The Clay Travis and Buck Sexton Show

The Clay Travis and Buck Sexton Show

Clay Travis and Buck Sexton tackle the biggest stories in news, politics and current events with intelligence and humor.Full Bio

 

Ahmaud Arbery Verdict: A Lot of Jail Time

CLAY: It appears there may be verdicts coming down in the very short-term future here in the Ahmaud Arbery case down in Georgia. We will get you the updated details, may even be able to go live to those verdicts. Neither Buck nor I have followed this case, to be candid with all of you, anywhere near to the same degree as the Kyle Rittenhouse case. But it is a case that has received substantial amounts of national attention, and I know many of you have followed that case. Buck, who should we go to next?

BUCK: I think we should go to the judge in the Ahmaud Arbery trial. Let’s go to it.

JUDGE: Please hand your verdict forms to the sheriff.

CLAY: Handing the verdict forms over to the judge right now. The jury has convened.

BUCK: Three men, Clay, charged in Ahmaud Arbery’s death, are about to find out their fate from the jury. The judge is lining up the papers on it trying to get ready for the actual official recitation of the jury finding.

JUDGE: I’ll go ahead and address each one of these verdict forms separately. The first verdict form I have is the State of Georgia versus Travis McMichael. Mr. McMichael, please stand. Verdict is as follows: In the Superior Court of Glynn County, State of Georgia versus Travis McMichael, case No. CR 000433. Jury verdict form. Count I, malice murder. “We the jury find the defendant, Travis McMichael, guilty.”

GALLERY: (hooting)

JUDGE: I’d ask whoever made an outburst in the court be removed from the court, please.

BUCK: One guilty verdict just came down here, for everyone listening, for Travis McMichael for malice murder. Someone had an outburst, being removed from the court. We are live right now with the Ahmaud Arbery murder trial verdict. One guilty verdict just came down for Travis McMichael for malice murder. Clay, looks like they’re still trying to continue.
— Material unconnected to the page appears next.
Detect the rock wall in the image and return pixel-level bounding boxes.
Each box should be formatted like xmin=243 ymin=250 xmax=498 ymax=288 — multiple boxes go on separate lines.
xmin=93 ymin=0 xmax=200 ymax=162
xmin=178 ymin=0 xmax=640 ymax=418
CLAY: So those are the verdicts coming in here, Buck, and obviously some of these are not-guilty verdicts, going to the particulars to what these guys did and how that applies in terms of their responsibility.

BUCK: But they were all just found guilty of murder, so they’re all murderers, essentially.

CLAY: The big picture here is they’re all going to go to jail for a long time in these cases. You just heard all of those verdicts coming down. And this story, I would imagine, will be greeted with a measure of support for this jury by the Biden White House as opposed to the jury in the Rittenhouse case. But I would say, in general, what the president should be saying is, “Juries deserve the responsibility and obligation to be able to do their job without the leader of the Free World trying to weigh in on what they should or should not do.” As citizens of the United States — and this is me speaking as a lawyer — we have the best justice system in the history of the world. It is imperfect. But in general, juries tend to get far more right than they do wrong. You and I have not watched this trial to the same extent that we did Rittenhouse.

BUCK: To be fair also, it wasn’t really possible. The two trials coincided at one point.

CLAY: Yes.

BUCK: And they were both being live streamed. So you wouldn’t have been able to watch them both or at least some parts of it. Also, I have to say, I thought this was going to be the verdict. I’m not surprised this is the verdict. The video in this case was damaging for the defendants as opposed to the video in the Rittenhouse case, which was entirely vindicating for Kyle Rittenhouse. The video showing Travis McMichael and the two others here was really… The headline here, so to speak, is all three found guilty of a murder charge. Travis McMichael found guilty on all counts, top to bottom. So there will be, I’m sure, a lot of further analysis and media discussion and scrutiny around this case.